Here’s what’s happening
The HomePod is trying to match songs on my phone with identical songs on Apple Music. It’s streaming those songs from Apple Music, rather than over the air from my iPhone.
This is why you’re able to get your HomePod to play music from your iPhone even if you’re nowhere nearby. It works fine for most people who don’t have a bunch of personal music on their phone that they want to play over a speaker. It’s a show-stopper for music nuts with big personal collections like me.
When you turn off Sync, the HomePod knows to connect directly to your iPhone using AirPlay instead of looking for tunes in the cloud.

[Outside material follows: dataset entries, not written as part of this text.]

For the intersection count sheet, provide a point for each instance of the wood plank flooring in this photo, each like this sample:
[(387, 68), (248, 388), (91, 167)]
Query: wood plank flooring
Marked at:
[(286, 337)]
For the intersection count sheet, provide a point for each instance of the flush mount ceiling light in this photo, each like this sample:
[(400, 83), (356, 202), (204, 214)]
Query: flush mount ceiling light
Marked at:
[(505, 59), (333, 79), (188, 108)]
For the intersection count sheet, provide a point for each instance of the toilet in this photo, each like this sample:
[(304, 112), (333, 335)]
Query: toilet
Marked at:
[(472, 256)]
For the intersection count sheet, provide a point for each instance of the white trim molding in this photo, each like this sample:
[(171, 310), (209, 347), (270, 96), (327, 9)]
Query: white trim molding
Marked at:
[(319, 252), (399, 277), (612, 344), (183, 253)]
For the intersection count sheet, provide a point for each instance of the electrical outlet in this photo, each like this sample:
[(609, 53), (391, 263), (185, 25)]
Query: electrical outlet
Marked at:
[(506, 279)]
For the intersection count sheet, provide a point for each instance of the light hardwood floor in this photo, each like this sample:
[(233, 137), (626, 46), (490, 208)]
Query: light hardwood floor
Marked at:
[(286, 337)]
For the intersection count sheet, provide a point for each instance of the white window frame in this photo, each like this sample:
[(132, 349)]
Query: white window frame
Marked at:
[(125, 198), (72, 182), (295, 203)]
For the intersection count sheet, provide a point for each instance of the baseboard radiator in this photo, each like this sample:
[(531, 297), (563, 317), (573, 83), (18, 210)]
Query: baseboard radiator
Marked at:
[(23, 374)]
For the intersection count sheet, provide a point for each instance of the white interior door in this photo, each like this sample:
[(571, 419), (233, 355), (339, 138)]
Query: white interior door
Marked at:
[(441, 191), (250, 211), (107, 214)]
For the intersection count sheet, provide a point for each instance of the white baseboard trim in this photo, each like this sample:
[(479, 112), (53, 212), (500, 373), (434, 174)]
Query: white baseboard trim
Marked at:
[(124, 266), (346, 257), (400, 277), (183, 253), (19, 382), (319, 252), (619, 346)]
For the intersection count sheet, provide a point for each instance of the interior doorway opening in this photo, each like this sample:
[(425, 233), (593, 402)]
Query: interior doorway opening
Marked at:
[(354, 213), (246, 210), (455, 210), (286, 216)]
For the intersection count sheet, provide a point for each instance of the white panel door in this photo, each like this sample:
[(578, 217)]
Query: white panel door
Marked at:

Ideally, you’d never need to do this. Apple lets you you sync your personal library to the cloud, using a subscription service called iTunes Match that costs $24 a month. If you use that, your HomePod can simply play your collection from the cloud.
The catch: In order to use iTunes Match, you need to upgrade to a recent version of macOS first. My music library is stored on an iMac from 2011. I don’t know if it will properly run the version of macOS I need. I’m scared my Mac will slow it to a grind if I upgrade.
So, we’re left with this imperfect solution to a vexing problem.